Friday, April 27, 2018

“Torn Tethers”

"Torn Tethers"

   
    With sin came loss, the loss of innocence, the loss of relationship, the loss of place, and the loss of God's presence.

    "Therefore the LORD God sent him forth from the garden of Eden, to till the ground from whence he was taken. So He drove out the man; and he placed at the east of the garden of Eden cherubims, and a flaming sword which turned every way, to keep the way of the tree of life" (Genesis 3:23-24).

    Life will take much from us, sometimes inevitably, sometimes unnecessarily.  In many cases, great pain accompanies our farewell to things, opportunities, dreams, places, health, and most of all, people.  We will feel the void and emptiness that ensues, regardless of how well we know our Lord, or how decisively we trust and submit to Him.  The Lord Jesus Christ felt it on the cross of Calvary, His apostles testified to the sorrows of loss, and all the faithful saints of the ages and of the present would tell us that the Apostle Paul testified accurately when he confessed to being "sorrowful, yet always rejoicing" (II Corinthians 6:10).  Loss wounds us, often deeply, as tethers are torn when things or people leave us.  

    I think of God Himself whenever this subject comes to heart and mind.  He knows loss in far greater measure than any human heart will ever comprehend.  His sacrifice was voluntary, as He sent His beloved Son away from Heaven and unto a world that not recognize Him.  Humanity would ultimately reject Him to the degree of nailing Him to a cross of shame, agony, forsakenness, and death.  Moreover, Calvary would render the Lord Jesus stripped bare of His Father and the Holy Spirit's presence:  "My God, My God, why hast Thou forsaken Me?" (Matthew 27:46).  The Father also willingly and for our sake lost His Son by laying upon Him "the iniquity of us all," and then smiting Him with the full fury of His wrath against unrighteousness (Isaiah 53:6).  What would such sacrifice feel like in the hearts of eternal Beings so united that Three were always One, and the One would always be Three?  We cannot know.  We can only be sure that the real pain of our losses cannot begin to span the measure of what it meant when loss - again, for our sakes - invaded and pervaded the being of God with unimaginable sorrow.
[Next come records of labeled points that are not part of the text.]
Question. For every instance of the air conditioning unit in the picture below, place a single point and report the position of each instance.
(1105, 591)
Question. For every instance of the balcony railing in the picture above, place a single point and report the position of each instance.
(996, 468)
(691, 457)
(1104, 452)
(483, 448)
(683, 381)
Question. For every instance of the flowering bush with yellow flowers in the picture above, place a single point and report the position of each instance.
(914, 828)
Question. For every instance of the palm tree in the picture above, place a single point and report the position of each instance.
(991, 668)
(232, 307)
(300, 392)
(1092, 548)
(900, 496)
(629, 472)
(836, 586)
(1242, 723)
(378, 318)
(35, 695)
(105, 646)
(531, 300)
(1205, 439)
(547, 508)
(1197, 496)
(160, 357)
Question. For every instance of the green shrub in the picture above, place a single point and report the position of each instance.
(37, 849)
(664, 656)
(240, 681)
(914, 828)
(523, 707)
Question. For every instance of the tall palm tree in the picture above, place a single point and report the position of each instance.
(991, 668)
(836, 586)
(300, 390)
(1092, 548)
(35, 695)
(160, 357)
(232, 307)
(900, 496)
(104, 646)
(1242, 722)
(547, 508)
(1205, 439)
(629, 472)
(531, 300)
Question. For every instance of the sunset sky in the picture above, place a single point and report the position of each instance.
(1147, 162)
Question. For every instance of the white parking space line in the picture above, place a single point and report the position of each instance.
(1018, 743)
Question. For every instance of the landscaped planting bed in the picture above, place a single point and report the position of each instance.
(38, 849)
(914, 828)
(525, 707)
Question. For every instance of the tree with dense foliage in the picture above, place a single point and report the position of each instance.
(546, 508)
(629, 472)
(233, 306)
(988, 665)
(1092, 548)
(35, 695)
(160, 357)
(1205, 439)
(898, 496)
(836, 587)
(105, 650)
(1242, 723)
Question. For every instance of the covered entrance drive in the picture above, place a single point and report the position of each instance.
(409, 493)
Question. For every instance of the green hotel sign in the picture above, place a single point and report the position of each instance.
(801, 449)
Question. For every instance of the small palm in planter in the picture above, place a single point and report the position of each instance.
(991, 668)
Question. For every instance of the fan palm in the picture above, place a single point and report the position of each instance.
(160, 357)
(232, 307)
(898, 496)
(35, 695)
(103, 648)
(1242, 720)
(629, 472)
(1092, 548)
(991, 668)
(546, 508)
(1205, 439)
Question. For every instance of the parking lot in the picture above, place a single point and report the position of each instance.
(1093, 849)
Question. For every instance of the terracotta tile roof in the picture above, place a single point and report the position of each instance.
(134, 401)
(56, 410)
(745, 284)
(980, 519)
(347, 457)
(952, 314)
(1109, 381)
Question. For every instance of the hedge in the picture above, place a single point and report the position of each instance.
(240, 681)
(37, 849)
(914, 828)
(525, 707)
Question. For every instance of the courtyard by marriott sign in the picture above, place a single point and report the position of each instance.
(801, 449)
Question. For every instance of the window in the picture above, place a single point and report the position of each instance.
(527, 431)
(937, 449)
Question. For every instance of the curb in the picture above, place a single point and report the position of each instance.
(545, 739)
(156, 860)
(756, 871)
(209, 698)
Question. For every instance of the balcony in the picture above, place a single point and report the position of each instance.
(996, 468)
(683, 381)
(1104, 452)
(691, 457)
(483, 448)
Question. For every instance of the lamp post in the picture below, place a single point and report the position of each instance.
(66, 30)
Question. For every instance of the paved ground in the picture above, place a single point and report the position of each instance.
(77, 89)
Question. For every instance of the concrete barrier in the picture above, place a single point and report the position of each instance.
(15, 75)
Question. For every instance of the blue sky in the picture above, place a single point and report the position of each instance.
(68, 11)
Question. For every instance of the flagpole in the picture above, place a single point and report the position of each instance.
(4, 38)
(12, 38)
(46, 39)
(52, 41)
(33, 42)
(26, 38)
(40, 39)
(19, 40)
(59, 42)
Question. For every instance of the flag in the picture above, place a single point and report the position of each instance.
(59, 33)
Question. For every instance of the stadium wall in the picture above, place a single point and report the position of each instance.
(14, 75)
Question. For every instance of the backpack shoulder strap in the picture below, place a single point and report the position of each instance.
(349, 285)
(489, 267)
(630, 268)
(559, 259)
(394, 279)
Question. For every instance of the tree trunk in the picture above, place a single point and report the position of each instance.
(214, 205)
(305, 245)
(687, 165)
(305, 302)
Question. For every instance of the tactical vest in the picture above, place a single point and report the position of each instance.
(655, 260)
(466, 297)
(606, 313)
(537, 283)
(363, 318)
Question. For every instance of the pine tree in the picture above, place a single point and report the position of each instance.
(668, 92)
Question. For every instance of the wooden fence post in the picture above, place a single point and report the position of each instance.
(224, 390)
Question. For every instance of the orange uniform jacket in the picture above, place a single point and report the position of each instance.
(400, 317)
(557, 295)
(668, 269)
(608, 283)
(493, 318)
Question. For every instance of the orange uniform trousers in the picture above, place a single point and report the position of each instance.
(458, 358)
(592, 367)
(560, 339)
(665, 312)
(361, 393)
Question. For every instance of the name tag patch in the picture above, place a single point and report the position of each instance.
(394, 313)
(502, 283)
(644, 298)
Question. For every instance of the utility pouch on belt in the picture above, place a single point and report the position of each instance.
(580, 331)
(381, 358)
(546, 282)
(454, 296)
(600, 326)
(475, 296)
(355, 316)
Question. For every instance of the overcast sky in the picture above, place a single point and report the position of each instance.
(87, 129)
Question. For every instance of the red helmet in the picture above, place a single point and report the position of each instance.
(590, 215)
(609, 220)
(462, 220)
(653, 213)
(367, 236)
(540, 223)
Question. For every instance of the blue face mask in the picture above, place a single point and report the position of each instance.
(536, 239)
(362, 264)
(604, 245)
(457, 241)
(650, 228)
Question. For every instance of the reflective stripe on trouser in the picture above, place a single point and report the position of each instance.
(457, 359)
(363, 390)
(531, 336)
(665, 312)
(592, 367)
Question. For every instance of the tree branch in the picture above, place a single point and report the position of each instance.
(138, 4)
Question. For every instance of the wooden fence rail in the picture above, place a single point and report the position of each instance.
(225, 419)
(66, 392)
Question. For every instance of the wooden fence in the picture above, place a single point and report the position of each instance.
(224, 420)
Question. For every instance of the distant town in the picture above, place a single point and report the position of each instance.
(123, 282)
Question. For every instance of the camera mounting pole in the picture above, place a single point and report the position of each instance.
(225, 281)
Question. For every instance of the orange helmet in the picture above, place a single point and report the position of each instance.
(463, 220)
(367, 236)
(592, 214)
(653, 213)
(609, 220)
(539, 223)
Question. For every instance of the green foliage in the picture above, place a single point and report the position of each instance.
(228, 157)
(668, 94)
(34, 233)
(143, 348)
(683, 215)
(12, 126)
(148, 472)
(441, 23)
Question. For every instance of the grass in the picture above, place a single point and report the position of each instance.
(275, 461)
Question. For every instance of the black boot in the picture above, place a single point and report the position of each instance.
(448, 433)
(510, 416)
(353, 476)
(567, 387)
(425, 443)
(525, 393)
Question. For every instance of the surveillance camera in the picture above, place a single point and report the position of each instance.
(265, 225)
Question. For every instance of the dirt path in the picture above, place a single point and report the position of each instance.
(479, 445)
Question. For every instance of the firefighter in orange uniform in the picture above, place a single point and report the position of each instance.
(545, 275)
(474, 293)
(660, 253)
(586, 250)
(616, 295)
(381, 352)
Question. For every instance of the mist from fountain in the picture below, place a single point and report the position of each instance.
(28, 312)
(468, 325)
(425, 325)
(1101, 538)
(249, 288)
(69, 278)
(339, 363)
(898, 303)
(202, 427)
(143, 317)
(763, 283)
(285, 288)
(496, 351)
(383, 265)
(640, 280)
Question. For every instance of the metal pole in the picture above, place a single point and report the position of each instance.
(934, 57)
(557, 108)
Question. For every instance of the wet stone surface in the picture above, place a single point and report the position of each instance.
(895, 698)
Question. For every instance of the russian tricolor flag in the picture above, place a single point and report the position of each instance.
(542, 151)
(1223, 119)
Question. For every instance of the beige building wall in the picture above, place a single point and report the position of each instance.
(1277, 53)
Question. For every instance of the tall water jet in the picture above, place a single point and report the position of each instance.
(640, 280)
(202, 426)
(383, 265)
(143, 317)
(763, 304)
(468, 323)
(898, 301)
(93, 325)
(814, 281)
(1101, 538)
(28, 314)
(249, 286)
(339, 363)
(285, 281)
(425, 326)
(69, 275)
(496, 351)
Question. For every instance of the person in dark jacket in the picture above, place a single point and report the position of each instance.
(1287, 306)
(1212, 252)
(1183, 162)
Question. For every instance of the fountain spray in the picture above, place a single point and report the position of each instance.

    When loss entered human experience, our Creator had already purposed that the same reality would enter the Divine experience.  Scripture depicts the Lord Jesus as "the Lamb slain from the foundation of the world" (Revelation 13:8).  Torn tethers characterize God's heart no less than our own, and actually, far more.  Far more.  Thus, during times of loss, we commit our hurting hearts to One who fully knows the pain we feel.  He knows.  He can also do something about it.  Scripture refers to the Holy Spirit as "the Comforter."  Paul affirmed our Lord as "the God of all comfort."  The writer of Hebrews declared the Lord Jesus to be our "merciful and faithful High Priest" whose throne of grace offers help "in time of need" (John 14:26; Hebrews 2:17; 4:16).  He is the Lord who chose to know loss in order be what we need Him to in be when the tethers of our hearts are torn.  We must believe this about Him because it is true, and because such awareness leads us to bring our hurting hearts to Him in time of loss.  Most importantly, we must know such Truth to be true because it reveals God's wondrous heart to us.  The Lord of love became the Lord of loss in order to save us from our sins, and to bind torn tethers based not only on the perfection of Divine wisdom, but also the mercy of Divine goodness.  He knows.  God knows loss, not only in principle, but in experience…

"He is… a man of sorrows, and acquainted with grief."
(Isaiah 53:3)

Weekly Memory Verse
     I will walk before the Lord in the land of the living.